“We have little time to talk of it, my friend,” said Nigel. “The point in question is, how am I to get speech of the king?”
“The king, my lord!” said Linklater in astonishment; “why, will not that be rushing wilfully into danger?—scalding yourself, as I may say, with your own ladle?”
“My good friend,” answered Nigel, “my experience of the Court, and my knowledge of the circumstances in which I stand, tell me, that the manliest and most direct road is, in my case, the surest and the safest. The king has both a head to apprehend what is just, and a heart to do what is kind.”
“It is e'en true, my lord, and so we, his old servants, know,” added Linklater; “but, woe's me, if you knew how many folks make it their daily and nightly purpose to set his head against his heart, and his heart against his head—to make him do hard things because they are called just, and unjust things because they are represented as kind. Woe's me! it is with his Sacred Majesty, and the favourites who work upon him, even according to the homely proverb that men taunt my calling with,—'God sends good meat, but the devil sends cooks.'”

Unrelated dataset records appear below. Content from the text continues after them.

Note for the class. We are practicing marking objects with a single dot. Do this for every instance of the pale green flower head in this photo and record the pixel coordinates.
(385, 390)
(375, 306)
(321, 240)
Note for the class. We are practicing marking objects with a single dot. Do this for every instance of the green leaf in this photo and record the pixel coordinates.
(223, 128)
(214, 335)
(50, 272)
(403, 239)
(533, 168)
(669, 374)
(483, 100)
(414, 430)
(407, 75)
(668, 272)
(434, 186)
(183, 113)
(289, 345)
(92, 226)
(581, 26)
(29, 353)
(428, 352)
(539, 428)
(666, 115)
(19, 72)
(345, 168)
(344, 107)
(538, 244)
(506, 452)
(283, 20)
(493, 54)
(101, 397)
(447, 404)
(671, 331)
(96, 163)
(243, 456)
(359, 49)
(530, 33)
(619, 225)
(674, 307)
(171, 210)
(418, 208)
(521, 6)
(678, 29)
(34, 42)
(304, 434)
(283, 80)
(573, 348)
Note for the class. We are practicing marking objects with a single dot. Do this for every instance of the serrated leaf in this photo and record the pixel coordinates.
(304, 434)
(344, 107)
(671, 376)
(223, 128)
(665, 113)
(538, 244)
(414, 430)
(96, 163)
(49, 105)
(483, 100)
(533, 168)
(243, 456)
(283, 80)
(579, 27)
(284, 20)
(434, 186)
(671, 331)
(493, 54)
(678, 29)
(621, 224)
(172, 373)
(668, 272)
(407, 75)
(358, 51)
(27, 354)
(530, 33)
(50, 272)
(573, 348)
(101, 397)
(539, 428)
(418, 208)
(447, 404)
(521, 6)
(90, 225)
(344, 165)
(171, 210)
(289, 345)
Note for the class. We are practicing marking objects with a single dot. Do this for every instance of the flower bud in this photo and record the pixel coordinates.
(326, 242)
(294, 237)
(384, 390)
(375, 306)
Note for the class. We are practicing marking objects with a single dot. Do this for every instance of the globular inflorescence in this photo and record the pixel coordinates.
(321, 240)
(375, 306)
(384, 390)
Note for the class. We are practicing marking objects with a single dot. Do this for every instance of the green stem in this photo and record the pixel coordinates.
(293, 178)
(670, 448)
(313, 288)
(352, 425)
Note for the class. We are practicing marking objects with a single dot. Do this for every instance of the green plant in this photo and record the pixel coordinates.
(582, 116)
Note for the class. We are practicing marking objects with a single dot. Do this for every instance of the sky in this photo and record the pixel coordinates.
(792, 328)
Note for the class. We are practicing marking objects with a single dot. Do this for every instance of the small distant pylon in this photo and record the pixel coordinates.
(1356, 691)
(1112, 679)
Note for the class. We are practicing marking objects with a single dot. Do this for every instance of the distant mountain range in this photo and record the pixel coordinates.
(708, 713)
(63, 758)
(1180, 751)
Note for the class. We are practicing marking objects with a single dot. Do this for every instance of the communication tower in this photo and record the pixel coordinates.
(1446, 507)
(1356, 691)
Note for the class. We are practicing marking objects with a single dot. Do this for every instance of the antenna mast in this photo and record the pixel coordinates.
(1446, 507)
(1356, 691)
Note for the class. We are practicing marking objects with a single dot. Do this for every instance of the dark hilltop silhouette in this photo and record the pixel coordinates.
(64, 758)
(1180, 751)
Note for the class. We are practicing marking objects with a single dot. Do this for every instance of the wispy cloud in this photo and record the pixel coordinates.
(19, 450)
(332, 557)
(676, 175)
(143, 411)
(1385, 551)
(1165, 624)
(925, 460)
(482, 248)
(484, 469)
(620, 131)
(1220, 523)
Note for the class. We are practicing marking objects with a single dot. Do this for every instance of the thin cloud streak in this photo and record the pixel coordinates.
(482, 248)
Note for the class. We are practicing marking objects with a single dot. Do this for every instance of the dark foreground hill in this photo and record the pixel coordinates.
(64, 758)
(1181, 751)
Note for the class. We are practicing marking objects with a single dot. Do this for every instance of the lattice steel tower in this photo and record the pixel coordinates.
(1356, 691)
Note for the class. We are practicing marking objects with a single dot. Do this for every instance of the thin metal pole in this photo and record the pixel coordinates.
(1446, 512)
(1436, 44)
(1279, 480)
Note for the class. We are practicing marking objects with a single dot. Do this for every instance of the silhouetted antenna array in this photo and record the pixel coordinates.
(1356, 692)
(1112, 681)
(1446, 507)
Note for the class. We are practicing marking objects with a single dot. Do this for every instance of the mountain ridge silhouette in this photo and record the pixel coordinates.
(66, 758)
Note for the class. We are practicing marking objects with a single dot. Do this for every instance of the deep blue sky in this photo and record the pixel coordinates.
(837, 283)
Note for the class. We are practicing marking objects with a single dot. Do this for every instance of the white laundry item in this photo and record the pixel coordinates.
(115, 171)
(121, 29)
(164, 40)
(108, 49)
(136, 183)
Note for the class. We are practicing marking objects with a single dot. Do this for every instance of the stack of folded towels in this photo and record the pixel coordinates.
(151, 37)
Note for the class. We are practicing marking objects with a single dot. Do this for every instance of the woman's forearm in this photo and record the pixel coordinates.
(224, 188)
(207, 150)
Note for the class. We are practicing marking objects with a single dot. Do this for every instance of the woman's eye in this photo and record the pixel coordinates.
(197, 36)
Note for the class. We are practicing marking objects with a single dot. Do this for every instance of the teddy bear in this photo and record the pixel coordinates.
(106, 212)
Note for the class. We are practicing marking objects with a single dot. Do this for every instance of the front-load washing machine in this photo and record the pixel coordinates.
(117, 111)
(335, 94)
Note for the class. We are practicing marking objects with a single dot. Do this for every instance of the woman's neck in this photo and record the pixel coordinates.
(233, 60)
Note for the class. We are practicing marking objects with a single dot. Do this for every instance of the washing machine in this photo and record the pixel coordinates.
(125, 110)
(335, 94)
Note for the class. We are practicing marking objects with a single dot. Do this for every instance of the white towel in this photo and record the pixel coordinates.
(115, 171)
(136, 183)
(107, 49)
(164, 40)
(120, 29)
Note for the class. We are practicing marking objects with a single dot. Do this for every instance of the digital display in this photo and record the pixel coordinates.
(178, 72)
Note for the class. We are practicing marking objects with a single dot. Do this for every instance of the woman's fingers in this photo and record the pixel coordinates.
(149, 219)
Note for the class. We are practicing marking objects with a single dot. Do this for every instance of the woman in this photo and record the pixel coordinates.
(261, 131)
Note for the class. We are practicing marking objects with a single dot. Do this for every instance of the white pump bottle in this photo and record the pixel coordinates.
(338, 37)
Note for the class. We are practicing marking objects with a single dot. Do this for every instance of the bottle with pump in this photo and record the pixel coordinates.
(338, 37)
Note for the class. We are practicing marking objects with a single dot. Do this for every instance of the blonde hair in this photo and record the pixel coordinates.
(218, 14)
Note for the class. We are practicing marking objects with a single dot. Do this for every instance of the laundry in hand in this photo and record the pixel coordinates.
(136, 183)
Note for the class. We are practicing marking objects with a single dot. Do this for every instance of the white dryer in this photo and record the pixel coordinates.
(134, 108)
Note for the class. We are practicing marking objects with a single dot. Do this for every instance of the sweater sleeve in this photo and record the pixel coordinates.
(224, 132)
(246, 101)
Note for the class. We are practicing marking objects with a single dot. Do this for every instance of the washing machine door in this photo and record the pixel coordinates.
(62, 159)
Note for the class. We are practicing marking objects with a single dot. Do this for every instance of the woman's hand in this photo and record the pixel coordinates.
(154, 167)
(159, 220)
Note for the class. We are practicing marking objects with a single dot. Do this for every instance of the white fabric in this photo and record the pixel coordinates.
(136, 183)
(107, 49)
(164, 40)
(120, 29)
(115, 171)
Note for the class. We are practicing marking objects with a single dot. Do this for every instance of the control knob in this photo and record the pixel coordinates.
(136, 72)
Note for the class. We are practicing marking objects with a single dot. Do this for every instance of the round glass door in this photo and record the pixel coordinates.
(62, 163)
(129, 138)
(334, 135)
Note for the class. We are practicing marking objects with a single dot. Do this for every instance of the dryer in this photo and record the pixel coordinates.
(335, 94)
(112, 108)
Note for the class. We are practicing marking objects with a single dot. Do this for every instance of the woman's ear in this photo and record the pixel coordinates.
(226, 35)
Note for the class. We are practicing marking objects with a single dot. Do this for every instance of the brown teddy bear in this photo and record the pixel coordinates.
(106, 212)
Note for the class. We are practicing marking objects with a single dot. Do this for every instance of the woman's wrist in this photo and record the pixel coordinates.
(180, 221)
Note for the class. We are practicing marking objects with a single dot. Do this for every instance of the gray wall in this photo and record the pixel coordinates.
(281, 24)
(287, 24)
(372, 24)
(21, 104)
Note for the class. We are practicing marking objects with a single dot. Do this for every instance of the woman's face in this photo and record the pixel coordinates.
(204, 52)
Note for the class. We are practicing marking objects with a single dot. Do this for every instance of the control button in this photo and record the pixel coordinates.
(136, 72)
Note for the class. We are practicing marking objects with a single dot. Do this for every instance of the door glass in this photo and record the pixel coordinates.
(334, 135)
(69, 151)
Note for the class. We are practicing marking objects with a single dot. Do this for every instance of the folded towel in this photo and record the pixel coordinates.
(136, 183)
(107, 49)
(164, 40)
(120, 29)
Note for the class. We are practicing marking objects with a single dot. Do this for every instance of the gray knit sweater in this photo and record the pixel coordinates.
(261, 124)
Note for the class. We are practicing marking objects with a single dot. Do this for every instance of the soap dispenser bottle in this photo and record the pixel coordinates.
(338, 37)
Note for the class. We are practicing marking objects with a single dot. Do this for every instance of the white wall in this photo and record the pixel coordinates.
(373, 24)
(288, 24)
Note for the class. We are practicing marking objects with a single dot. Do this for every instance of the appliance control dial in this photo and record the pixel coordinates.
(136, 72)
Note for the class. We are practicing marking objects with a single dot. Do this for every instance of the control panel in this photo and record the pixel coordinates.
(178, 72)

“It signifies not talking of it, my good friend,” said Nigel, “I must take my risk, my honour peremptorily demands it. They may maim me, or beggar me, but they shall not say I fled from my accusers. My peers shall hear my vindication.”
“Your peers?” exclaimed the cook—“Alack-a-day, my lord, we are not in Scotland, where the nobles can bang it out bravely, were it even with the king himself, now and then. This mess must be cooked in the Star-Chamber, and that is an oven seven times heated, my lord;—and yet, if you are determined to see the king, I will not say but you may find some favour, for he likes well any thing that is appealed directly to his own wisdom, and sometimes, in the like cases, I have known him stick by his own opinion, which is always a fair one. Only mind, if you will forgive me, my lord—mind to spice high with Latin; a curn or two of Greek would not be amiss; and, if you can bring in any thing about the judgment of Solomon, in the original Hebrew, and season with a merry jest or so, the dish will be the more palatable.—Truly, I think, that, besides my skill in art, I owe much to the stripes of the Rector of the High School, who imprinted on my mind that cooking scene in the Heautontimorumenos.”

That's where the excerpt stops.